Kryptonite.

Published on November 8, 2025 at 10:09 PM

My mind feels empty.

The only thing inside of it is the echo of his voice.

I hold onto it as tight as I can, terrified that one day I won’t remember how it sounds.

I don’t want to forget how he smelled, how he laughed, how he walked.

I hold onto it so tightly it almost suffocates me, like if I loosen my grip he’ll fade away completely.

There’s so much guilt. So much confusion.

This was my dad.

My dad is gone.

My dad.

It makes no sense.

It’s so stupid. 

The strongest person I’ve ever known and he’s gone.

I’ve struggled with suicidal thoughts for years and he knew that. We talked about it.

We promised to stay for each other.

But he left.

And now what.

Where’s my example of strength.

Where’s the person who was supposed to show me how to keep fighting when life hurts this much.

People tell me, “You have kids, you have to stay for them.”

But he had kids too.

He had grandbabies who loved him, who adored him.

He had parents. A sister. A family that surrounded him with love.

And still he left.

Love will never be enough.

It isn’t a magical fairytale that heals everything.

It hurts. It kills. It breaks you open and leaves you bleeding.
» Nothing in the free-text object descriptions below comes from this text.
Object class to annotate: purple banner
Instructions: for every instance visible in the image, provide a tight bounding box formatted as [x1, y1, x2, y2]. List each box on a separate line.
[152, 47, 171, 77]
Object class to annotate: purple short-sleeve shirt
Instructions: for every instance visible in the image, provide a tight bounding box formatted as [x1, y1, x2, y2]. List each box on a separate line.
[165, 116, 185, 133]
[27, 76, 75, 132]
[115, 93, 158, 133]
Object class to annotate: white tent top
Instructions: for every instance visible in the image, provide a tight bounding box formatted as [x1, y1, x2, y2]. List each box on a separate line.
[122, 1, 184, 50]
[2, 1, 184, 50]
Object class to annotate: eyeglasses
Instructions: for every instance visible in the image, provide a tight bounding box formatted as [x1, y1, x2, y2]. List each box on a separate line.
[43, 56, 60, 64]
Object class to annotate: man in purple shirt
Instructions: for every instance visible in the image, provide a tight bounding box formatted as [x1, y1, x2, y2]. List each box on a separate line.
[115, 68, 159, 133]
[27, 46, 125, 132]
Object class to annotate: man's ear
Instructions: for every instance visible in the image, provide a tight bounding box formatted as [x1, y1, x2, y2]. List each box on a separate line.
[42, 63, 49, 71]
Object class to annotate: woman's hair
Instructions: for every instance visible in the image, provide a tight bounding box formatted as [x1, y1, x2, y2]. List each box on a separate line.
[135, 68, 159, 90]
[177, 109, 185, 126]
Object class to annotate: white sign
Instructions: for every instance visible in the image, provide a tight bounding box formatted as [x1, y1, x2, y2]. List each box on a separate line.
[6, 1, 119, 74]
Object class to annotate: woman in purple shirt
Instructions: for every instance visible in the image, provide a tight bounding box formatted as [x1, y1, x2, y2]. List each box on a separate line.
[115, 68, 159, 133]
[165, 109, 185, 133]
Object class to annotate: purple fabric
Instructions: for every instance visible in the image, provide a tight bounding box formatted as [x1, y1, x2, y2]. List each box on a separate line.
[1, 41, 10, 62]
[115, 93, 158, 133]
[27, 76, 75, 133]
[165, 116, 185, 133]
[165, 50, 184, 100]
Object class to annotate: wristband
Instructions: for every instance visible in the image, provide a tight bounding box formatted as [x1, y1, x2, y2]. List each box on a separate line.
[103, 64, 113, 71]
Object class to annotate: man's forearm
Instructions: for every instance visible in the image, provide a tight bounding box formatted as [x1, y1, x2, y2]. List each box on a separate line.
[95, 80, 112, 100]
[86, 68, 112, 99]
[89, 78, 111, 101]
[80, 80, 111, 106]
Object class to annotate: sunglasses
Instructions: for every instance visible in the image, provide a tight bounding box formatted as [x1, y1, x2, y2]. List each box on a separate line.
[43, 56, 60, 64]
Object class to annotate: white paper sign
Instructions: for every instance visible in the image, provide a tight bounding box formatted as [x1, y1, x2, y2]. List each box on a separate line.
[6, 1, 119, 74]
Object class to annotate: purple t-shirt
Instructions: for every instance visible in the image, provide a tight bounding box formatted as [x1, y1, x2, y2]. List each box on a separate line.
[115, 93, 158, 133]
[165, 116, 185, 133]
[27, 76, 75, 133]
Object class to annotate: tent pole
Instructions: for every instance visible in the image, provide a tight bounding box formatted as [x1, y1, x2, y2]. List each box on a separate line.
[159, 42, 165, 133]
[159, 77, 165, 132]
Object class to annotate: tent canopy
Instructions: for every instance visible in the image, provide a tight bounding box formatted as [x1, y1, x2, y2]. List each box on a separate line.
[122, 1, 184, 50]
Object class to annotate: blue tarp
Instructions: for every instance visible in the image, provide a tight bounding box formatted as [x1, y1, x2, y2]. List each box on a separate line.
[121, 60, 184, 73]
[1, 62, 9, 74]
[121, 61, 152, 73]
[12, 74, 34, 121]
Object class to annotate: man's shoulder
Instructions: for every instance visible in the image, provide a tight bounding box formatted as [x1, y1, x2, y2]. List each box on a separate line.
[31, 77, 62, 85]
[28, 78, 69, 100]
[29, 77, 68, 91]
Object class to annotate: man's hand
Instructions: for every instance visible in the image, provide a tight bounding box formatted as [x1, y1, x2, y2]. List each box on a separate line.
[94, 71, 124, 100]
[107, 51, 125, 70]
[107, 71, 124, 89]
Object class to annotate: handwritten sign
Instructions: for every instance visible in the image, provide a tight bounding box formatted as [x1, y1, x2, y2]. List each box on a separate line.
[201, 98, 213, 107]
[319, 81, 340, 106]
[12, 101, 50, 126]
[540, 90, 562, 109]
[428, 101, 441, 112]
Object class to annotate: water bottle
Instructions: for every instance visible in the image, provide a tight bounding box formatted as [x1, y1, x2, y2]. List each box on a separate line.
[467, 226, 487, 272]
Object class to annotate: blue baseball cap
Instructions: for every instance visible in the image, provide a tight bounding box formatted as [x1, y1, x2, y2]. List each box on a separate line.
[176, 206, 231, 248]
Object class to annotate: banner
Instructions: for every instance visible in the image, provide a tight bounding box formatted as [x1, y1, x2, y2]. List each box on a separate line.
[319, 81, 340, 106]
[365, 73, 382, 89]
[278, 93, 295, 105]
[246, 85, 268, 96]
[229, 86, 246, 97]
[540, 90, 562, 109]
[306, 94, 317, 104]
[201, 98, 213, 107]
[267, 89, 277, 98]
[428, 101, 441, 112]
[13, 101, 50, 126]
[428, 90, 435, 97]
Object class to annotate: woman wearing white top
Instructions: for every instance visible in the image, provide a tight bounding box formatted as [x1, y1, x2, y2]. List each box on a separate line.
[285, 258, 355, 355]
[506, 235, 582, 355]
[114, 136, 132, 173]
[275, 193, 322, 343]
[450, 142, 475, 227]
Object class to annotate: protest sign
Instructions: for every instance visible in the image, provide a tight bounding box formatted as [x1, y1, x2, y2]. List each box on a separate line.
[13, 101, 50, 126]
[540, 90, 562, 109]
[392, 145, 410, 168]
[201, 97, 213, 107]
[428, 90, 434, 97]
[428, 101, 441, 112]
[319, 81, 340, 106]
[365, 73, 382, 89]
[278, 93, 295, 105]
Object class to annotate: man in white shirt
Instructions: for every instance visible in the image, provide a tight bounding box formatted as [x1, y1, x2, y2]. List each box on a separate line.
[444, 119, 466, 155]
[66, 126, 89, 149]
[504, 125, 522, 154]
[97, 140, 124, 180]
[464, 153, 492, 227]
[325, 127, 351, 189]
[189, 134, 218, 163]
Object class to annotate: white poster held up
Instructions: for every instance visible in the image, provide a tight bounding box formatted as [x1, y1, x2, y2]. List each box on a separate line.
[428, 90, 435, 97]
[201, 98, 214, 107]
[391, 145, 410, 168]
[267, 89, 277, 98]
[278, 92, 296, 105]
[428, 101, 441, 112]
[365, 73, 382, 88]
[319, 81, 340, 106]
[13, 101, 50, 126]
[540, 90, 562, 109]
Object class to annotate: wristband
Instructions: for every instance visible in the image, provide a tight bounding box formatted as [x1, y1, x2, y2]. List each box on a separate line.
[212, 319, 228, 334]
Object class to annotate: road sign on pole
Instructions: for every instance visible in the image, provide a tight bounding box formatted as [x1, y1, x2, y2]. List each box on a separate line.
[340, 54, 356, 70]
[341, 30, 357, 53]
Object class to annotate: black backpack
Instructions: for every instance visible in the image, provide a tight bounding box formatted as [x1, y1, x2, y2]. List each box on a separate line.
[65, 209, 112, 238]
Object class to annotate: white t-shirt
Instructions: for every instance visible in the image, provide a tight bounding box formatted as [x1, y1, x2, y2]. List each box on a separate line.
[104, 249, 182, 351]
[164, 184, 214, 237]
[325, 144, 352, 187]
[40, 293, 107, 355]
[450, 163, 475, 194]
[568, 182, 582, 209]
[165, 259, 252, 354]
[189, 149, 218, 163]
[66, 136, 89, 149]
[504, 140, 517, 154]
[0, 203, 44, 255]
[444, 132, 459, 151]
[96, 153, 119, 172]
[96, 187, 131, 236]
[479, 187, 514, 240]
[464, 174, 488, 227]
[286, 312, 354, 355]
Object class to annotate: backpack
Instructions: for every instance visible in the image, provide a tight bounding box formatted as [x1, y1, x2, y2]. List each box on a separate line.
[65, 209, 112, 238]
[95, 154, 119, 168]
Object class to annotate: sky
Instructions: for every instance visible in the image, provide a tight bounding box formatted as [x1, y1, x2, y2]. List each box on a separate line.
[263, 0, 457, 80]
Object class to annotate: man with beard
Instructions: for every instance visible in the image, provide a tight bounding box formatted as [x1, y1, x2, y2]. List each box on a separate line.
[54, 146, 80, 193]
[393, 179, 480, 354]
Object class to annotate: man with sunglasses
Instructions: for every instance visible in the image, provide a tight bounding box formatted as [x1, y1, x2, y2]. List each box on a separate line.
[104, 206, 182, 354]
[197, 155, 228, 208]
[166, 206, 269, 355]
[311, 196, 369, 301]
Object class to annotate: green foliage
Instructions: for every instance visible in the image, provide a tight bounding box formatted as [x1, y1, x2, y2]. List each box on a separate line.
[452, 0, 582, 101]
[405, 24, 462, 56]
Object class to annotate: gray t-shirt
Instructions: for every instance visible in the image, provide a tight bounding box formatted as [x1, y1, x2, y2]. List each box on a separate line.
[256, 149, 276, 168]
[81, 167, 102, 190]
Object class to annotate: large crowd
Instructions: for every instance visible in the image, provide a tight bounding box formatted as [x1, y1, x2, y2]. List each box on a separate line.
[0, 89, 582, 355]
I used to believe in love with every ounce of my heart, but now I don’t know what love even is.

And somehow, even after everything, it’s still the thing I keep reaching for.

I keep hearing his voice in my head, but it’s just echoes now.

And I don’t know if I’m holding onto him or if he’s the one still holding onto me.

But I’m still here.

Still breathing.

Still waking up even when I don’t want to.

Maybe that’s what strength looks like now. Not peace, not understanding, just staying.

Even when it hurts.

Even when it makes no sense.

I’m still here.

He was my Superman.

The strongest man I’ve ever known.

But even Superman had a Kryptonite.

 

This was his first year wearing his 'Bane' costume. I think he wore it every Halloween after.